Akutes Atemnotsyndrom (ARDS)

Das akute Atemnotsyndrom, im englischen Sprachraum als Acute Respiratory Distress Syndrome (ARDS) bezeichnet, ist eine schwere, plötzlich einsetzende Form des Lungenversagens, bei der sich infolge einer ausgeprägten Entzündungsreaktion Flüssigkeit in den Lungenbläschen ansammelt und der Gasaustausch zwischen Luft und Blut erheblich beeinträchtigt wird. Diese Erkrankung tritt nicht als eigenständige Lungenerkrankung auf, sondern stets als schwere Komplikation einer anderen, oft lebensbedrohlichen Grunderkrankung oder Verletzung, die eine massive Entzündungsreaktion im gesamten Körper und insbesondere in der Lunge auslöst. Charakteristisch ist eine rasch fortschreitende Atemnot mit einem ausgeprägten Abfall der Sauerstoffsättigung im Blut, die trotz hochdosierter Sauerstoffgabe oft nicht ausreichend gebessert werden kann und in der Regel eine intensivmedizinische Behandlung mit maschineller Beatmung erforderlich macht.

Ursachen

Ein akutes Atemnotsyndrom kann durch eine Vielzahl unterschiedlicher schwerer Erkrankungen und Verletzungen ausgelöst werden, die eine ausgeprägte Entzündungsreaktion im Körper hervorrufen. Zu den häufigsten Auslösern zählen schwere Lungenentzündungen, insbesondere durch Viren oder Bakterien, eine schwere Blutvergiftung (Sepsis) unabhängig vom Ursprungsort der Infektion sowie das Einatmen von Mageninhalt (Aspiration). Auch schwere Verletzungen mit ausgedehntem Gewebeschaden, eine akute Bauchspeicheldrüsenentzündung, Verbrennungen sowie, seltener, eine Überdosierung bestimmter Substanzen können ein akutes Atemnotsyndrom auslösen.
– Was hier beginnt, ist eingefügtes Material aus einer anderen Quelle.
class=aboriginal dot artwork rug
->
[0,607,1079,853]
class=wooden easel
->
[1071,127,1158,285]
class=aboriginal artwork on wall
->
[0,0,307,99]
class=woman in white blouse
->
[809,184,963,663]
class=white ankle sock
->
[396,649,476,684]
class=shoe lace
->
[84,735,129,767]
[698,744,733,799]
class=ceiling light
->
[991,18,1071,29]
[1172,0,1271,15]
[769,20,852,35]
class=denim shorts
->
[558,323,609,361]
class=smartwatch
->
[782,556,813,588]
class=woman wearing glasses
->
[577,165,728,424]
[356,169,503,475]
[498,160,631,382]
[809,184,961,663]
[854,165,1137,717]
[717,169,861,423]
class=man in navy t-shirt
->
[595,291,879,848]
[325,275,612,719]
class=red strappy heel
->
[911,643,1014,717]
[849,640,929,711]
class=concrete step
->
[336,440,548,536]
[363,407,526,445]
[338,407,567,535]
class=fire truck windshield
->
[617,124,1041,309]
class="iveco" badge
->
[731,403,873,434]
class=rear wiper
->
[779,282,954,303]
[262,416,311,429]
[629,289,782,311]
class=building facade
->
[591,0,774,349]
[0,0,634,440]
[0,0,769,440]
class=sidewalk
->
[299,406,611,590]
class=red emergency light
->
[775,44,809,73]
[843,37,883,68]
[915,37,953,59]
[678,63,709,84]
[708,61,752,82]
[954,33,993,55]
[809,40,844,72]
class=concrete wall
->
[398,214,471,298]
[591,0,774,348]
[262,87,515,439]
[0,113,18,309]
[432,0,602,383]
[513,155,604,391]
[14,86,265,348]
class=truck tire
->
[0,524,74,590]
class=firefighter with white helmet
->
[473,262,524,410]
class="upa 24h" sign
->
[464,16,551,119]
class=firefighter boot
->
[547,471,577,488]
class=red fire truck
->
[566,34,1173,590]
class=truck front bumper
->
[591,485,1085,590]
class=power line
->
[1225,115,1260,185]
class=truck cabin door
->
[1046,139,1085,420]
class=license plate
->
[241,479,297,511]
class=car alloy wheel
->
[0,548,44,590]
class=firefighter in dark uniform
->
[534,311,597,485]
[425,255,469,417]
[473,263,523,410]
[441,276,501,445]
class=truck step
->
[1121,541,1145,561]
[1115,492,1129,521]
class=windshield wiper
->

Der gemeinsame Mechanismus aller Auslöser besteht darin, dass die zugrunde liegende Erkrankung eine ausgeprägte Entzündungsreaktion in Gang setzt, die die feinen Blutgefäße der Lungenbläschen durchlässiger macht, wodurch Flüssigkeit und Entzündungszellen in die Lungenbläschen übertreten und den Gasaustausch behindern.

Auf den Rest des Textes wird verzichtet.